The goal of the format is to include (per image) all annotations in a single, image-like file with consistent representations across all abstractions and information levels. This enables easy transfer, reading, and compactly handling annotations. The following hierarchical structure is chosen, which extends the Cityscapes serialization format.

The goal of the format is to include (per image) all annotations in a single, image-like label file with a consistent encoding across all abstractions and information levels. This enables easy transfer, reading, and compact handling of the annotations. The following hierarchical structure is chosen, which extends the Cityscapes serialization format.

Hierarchical Label Format

We encode three levels of labels: semantic, instance, and parts in a single image-like file. Labels for both datasets follow this format. Each pixel in our hierarchical label format has an up to 7-digit universal id (uid) containing:

  • An up to 2-digit semantic id (sid), encoding the semantic-level things or stuff class.

  • An up to 3-digit instance id (iid), a counter of instances per things class and per image. This is optional.

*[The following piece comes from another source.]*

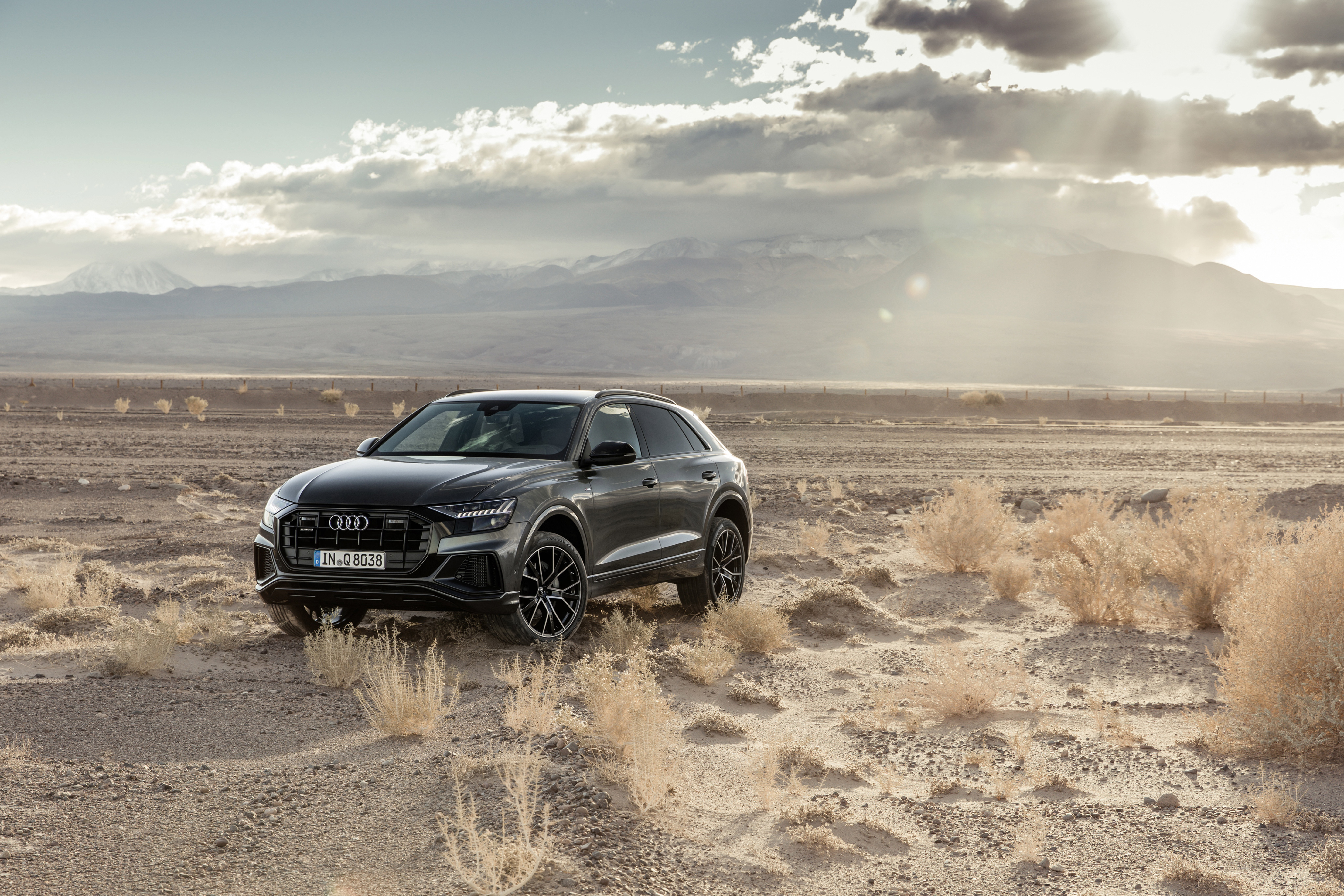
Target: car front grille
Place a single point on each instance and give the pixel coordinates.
(402, 536)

  • An up to 2-digit part id (pid), encoding the parts-level semantic class per-instance and per-image. This is optional, but if provided requires also an iid. Only things parts are covered by this format.

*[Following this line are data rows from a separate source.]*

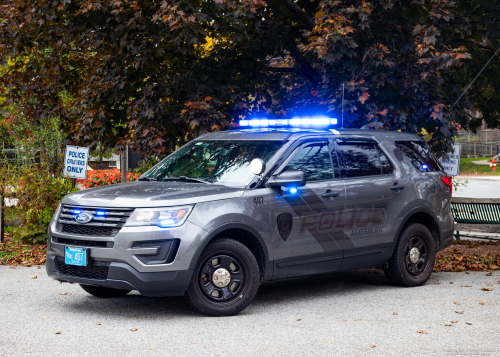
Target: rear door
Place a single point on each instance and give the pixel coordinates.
(305, 235)
(376, 195)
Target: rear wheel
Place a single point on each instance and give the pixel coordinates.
(103, 292)
(413, 259)
(225, 280)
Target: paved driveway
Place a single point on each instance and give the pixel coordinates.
(337, 314)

We compactly encode the aforementioned ids (sid, iid, pid) into an up to 7-digit uid. Starting from the left, the first one or two digits encode the semantic class, the next 3 encode the instance (after zero pre-padding), and the final two encode the parts class (after zero pre-padding).

Using the above encoding:

  • 1-2 digit uids encode only semantic-level labels

  • 4-5 digit uids encode semantic-instance-level labels

  • 6-7 digit uids encode semantic-instance-parts-level labels

For example, in Cityscapes-Panoptic-Parts, a sky (stuff) pixel will have uid = 23, a car (things) pixel that is labeled only on the semantic level will have uid = 26, if it’s labeled also on instance level it can have uid = 26002, and a person (things) pixel that is labeled on all three levels can have uid = 2401002.

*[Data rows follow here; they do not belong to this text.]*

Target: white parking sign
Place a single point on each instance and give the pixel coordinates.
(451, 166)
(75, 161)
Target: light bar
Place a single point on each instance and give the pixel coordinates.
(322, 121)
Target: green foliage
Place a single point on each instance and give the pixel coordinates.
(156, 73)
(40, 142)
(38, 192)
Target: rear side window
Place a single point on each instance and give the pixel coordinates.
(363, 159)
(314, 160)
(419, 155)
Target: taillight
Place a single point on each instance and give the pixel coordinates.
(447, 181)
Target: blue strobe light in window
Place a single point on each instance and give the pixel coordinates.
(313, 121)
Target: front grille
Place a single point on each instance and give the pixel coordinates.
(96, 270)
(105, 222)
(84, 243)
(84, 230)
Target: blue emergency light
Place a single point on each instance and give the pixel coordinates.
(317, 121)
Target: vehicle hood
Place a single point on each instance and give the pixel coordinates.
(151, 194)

The format covers parts-level classes for stuff semantic classes using a dummy instance id (iid = 0). Cityscapes Panoptic Parts and PASCAL Panoptic Parts do not currently define any stuff with part-level classes. This is a feature that can be used in future extensions.

Unlabeled/Ignored pixels

We handle the unlabeled / void / ignored / “do not care pixels” in the three levels as follows:

  • Semantic level: For Cityscapes-Panoptic-Parts we use the original Cityscapes void class. For PASCAL-Panoptic-Parts we use the class with uid = 0.

  • Instance level: For instances the void class is not required. If a pixel does not belong to an object or cannot be labeled on instance level then it has only an up to 2-digit semantic id.

  • Parts level: For both datasets we use the convention that, for each semantic class, the part-level class with pid = 0 represents the void pixels, e.g., for a person pixel, uid = 2401000 represents the void parts pixels of instance 10. The need for a void class arises during the manual annotation process but in principle it is not needed at the parts level. Thus, we try to minimize void parts level pixels and assign them instead only the semantic- or semantic-instance -level labels.